A despondent public, angry left-wingers and disgruntled trade unionists are all threatening to undermine German Chancellor Gerhard Schroeder's efforts to reform the troubled economy this summer.
Following a string of regional electoral defeats for Mr Schroeder's Social Democrats (SPD) this year, the party's traditional union allies and others on the left have decided it is time to force the government to backtrack on its so-called 'Agenda 2010', a package of unpopular labour-market reforms and welfare cuts.

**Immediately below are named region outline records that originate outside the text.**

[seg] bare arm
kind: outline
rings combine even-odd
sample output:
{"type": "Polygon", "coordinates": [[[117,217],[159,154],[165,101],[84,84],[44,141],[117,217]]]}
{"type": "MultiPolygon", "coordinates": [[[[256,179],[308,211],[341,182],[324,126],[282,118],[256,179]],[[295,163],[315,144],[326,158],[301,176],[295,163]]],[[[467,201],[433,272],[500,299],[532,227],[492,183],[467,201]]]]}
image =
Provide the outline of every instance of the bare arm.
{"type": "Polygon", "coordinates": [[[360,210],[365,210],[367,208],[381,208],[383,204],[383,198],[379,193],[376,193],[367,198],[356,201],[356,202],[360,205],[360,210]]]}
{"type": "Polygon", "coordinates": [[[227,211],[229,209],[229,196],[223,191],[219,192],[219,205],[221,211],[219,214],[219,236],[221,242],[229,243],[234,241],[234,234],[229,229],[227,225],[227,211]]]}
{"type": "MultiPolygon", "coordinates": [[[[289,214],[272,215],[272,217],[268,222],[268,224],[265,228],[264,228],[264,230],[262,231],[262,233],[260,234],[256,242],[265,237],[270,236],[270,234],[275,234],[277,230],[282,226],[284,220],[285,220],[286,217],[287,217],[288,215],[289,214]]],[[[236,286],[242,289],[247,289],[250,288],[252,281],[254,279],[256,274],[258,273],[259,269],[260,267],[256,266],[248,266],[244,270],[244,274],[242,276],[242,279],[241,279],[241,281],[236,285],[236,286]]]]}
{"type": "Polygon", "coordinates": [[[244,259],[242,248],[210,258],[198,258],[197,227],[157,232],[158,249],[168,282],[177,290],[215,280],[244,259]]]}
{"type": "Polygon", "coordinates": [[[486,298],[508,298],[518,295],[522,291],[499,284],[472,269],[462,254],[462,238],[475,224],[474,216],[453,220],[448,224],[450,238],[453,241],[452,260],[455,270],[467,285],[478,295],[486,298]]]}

'We want to correct the social imbalance and make sure it doesn't get any worse,' Juergen Peters, head of industrial union IG Metall, said last week. 'Just because the SPD says there's no alternative for the unions, we won't allow them to keep moving to the right and taking over conservative policies.'
Such rhetoric is already likely to be enough to ruin Mr Schroeder's summer holiday, but if a group of left-wing rebels can help it, Mr Peters and the unions may soon have another political party to work with.

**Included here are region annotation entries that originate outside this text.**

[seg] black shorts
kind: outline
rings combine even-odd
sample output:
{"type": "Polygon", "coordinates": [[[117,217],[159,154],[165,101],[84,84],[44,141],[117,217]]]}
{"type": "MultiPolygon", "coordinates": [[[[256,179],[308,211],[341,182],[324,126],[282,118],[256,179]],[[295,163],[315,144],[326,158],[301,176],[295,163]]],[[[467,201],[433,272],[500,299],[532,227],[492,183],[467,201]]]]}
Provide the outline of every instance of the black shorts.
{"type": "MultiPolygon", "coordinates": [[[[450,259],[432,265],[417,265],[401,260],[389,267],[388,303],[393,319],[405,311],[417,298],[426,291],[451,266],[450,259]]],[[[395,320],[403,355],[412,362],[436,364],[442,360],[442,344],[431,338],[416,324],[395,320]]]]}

Last week, 40 ex-SPD members and low-level union representatives in Berlin formed a group called Labour and Social Justice Election Alternative, which has the sole aim of supplanting the Social Democrats as Germany's leading party on the left.
For the moment, union bosses like Mr Peters are more interested in reversing the government's modernising course than ditching organised labour's longstanding ties to the SPD for an upstart party.